As an additional data point regarding memory sizes: I'm using the esp32dev board designation for the board, which only defines 320 kB of RAM due to some no-name el-cheapo origin. The board has definitely more RAM, so I can raise the limits manually, or use one of the better board flying around to check if such a simple swap will help eventually.

Another note: The log is showing warnings regularly that the processing of the SML data takes too much time, e.g.,

[20:32:44][W][component:237]: Component sml took a long time for an operation (69 ms).
[20:32:44][W][component:238]: Components should block for at most 30 ms.

Which points to too much data again, IMO.

eNBeWe commented 3 weeks ago

@gitolicious Nice lab-setup and nice find. Too bad that it is indeed memory related. I know of no online sml test generator, I built my test data manually. The SML specifications are actually not toooooo bad to read, so with some patience you could disect the messages and strip them down.

@passionsfrucht The warning about the component taking too long is already "documented" in the corresponding issue. I even have these messages when I use my probe on my smart meter with very few messages (thanks to my energy provider that gave me a seriously cut down meter). Maybe this is more of a problem of the serial transmission. Since the uart port is running at 9600 baud, you can "only" transmit about 280 bytes of data before the component is flagged as "too slow". With additional computation overhead the 30ms are over quick.

gitolicious commented 1 week ago

After finding an ESP32 C3 SuperMini in a drawer, I decided to replace my ESP01 with that. It just needed a minor change in my 3D-printed case and three short wires - and was definetely easier done than hunting memory leaks in the SML library.

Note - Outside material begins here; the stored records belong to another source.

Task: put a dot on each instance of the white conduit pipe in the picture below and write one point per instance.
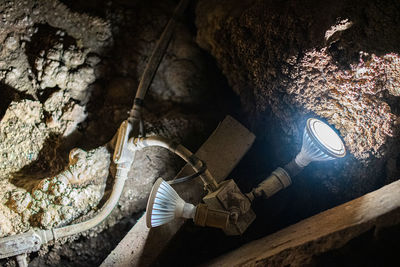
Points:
(181, 151)
(69, 230)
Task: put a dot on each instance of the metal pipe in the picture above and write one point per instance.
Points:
(154, 61)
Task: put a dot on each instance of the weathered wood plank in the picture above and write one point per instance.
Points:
(331, 229)
(221, 152)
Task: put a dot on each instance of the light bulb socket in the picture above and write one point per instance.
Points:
(293, 169)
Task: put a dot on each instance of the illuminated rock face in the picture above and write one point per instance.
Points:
(352, 100)
(292, 60)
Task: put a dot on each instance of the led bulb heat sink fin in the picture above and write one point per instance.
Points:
(320, 143)
(164, 205)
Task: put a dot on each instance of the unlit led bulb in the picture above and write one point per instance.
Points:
(320, 143)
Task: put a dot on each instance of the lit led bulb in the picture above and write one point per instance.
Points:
(320, 143)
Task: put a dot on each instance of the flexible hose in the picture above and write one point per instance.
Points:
(100, 216)
(154, 61)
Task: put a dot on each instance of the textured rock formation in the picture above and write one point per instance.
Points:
(67, 79)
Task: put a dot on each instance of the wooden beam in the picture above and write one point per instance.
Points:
(221, 152)
(331, 229)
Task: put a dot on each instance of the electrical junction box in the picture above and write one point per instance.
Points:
(229, 197)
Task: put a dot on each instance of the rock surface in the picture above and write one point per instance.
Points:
(67, 79)
(336, 61)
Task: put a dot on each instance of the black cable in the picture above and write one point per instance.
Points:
(189, 177)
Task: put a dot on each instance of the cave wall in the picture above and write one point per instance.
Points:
(337, 61)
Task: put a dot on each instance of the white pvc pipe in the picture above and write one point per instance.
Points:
(69, 230)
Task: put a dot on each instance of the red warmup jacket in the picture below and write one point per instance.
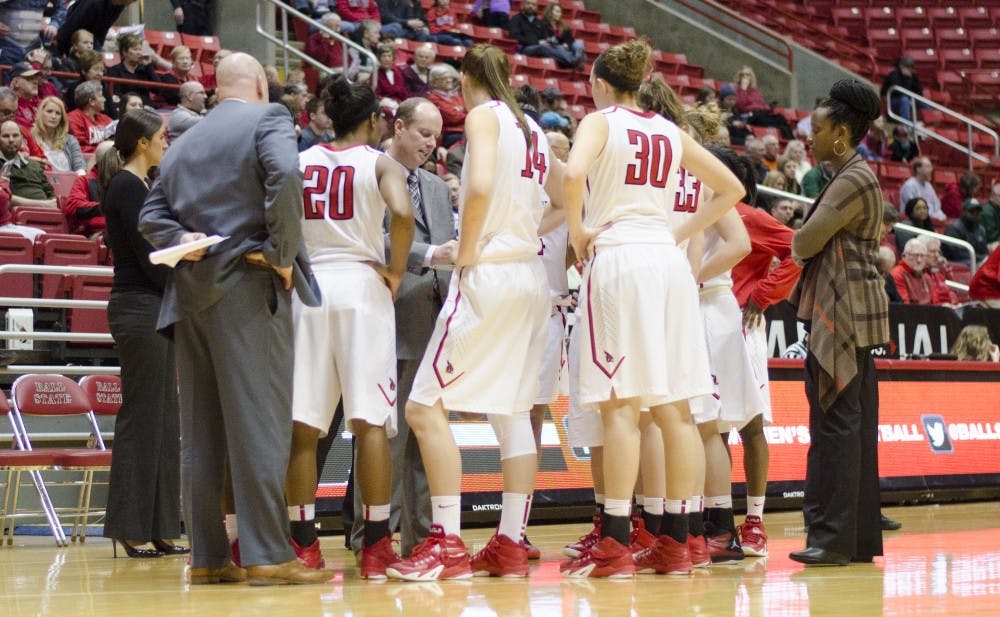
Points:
(985, 283)
(753, 277)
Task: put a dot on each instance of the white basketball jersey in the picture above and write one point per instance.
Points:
(342, 218)
(553, 254)
(632, 183)
(515, 204)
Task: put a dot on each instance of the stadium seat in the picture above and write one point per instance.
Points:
(16, 249)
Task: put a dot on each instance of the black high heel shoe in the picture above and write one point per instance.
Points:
(131, 551)
(169, 548)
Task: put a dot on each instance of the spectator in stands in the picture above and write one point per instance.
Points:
(912, 279)
(968, 228)
(985, 284)
(319, 128)
(193, 16)
(51, 131)
(324, 47)
(789, 168)
(190, 110)
(83, 205)
(447, 96)
(25, 86)
(885, 263)
(26, 177)
(990, 218)
(417, 74)
(390, 82)
(562, 35)
(493, 13)
(904, 76)
(135, 65)
(182, 63)
(403, 19)
(902, 148)
(816, 179)
(442, 20)
(754, 150)
(875, 145)
(919, 185)
(7, 225)
(534, 37)
(974, 344)
(796, 150)
(21, 21)
(354, 12)
(8, 110)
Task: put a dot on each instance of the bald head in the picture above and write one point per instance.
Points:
(241, 76)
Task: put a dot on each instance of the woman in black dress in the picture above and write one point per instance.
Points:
(144, 491)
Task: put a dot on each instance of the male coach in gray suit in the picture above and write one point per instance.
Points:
(415, 133)
(230, 310)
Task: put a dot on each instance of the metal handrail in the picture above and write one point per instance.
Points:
(304, 57)
(916, 230)
(924, 131)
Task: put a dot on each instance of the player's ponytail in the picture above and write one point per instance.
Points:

Btw: The (expected) component warning from ESPHome states that it takes 100-150ms for the SML lib to parse these long messages.

[W] [component:237] Component sml took a long time for an operation (105 ms). [W] [component:238] Components should block for at most 30 ms.

What do you think: Should I leave this issue open for others to find it - or even someone brave enough to dig into the memory issues - or should I close it as at least for me everything works fine again after the hardware upgrade?

eNBeWe commented 1 week ago

It will be marked stale and auto-close anyway after some time.

But I guess someone should dig in there at some point ... Then again, SML is purely a german protocol and I guess the affected user base is kind of limited.